When The Levy Breaks

When I married Sarah, hidden in the vows was the clause that I am to vote yes for public school levies for the rest of my life. I could live with that, despite my Libertarian-ish ways.

Despite being bothered by the fact that only a government institution could abruptly find itself $72 million in debt. Despite the fact that only government budgets must separate capital funds from operational funds, leading to a ridiculous situation where teachers and staff are cut while nearly $1 billion is spent on building new schools. Despite the fact that these levies continue to feed into a public school funding formula that has been declared unconstitutional multiple times by the Ohio Supreme Court (SCOO?). Despite the fact that the teachers unions allow the youngest, cheapest, most energetic teachers to be cut first, while the teachers who have taught the longest are allowed to do and change the least while being paid the most.

Despite all these things, I support the upcoming CPS levy. And you should too. Because they haven't asked for a new operating levy in 7 years. Because these teachers work in extraordinary - no - super-ultra-extraordinary environments. Where they are required to do more and more with less and less. Get to school at 7 am. Use one hour to plan 6 hours of talking. No bathroom breaks. A half-hour for lunch, maybe, if you don't eat while grading. No office supplies. No assistants. No climate control. Advanced education requirements with no advanced salary. Kids who misbehave. Kids who are behind. When you get home, maybe you can grade some more. At least you get summers off.

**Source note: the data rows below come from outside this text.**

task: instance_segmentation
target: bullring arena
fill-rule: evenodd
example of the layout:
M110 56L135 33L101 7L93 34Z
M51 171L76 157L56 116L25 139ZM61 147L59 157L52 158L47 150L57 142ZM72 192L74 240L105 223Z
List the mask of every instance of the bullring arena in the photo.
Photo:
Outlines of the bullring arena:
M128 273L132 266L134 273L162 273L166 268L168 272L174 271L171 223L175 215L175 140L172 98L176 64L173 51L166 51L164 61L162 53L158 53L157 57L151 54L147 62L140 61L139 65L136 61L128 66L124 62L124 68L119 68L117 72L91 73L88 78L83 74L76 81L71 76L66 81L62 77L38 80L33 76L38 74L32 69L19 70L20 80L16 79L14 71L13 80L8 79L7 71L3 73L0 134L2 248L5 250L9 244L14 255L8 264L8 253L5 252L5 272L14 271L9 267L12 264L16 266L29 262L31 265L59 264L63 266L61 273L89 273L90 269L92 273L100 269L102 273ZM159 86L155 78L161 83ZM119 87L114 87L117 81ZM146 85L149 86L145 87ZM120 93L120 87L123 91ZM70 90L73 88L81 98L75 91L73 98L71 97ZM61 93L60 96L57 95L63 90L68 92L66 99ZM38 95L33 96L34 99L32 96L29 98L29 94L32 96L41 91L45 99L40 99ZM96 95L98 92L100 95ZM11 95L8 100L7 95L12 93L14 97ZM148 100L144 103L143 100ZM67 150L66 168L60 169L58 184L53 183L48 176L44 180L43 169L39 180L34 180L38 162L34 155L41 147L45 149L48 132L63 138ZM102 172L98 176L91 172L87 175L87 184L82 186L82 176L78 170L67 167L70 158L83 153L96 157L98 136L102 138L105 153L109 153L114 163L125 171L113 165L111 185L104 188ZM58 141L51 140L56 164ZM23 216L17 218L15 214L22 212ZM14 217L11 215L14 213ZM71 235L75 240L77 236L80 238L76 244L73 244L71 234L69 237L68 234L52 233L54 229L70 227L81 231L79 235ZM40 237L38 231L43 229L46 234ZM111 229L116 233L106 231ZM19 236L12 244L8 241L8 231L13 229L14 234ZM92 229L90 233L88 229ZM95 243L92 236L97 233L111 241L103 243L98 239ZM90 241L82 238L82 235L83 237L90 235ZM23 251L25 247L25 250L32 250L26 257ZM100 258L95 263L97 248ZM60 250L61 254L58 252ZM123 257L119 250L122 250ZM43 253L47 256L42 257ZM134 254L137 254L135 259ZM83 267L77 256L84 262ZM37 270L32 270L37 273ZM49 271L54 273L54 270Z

And that was all before No Child Left Behind. You see, in the past few decades, kids who were behind, or were severe behavior problems, were either casually advanced or forgotten about altogether. But NCLB is literal in its name and its intent. But that last 10%-20% of kids who never graduated high school and weren't thought of again, it takes a lot more than 10%-20% of extra effort to get them to meet ever-rising federal standards. A lot more.

So now, on top of all the problems with education that were already there, now teachers have to participate in counseling, intervention, special education, and behavior plans. More counselors. More psychologists. More aides. More specialists. And where does the money to pay all these people come from?

No where at the moment. But the levy, our disproportionate property tax unconstitutionally funded levy, will help.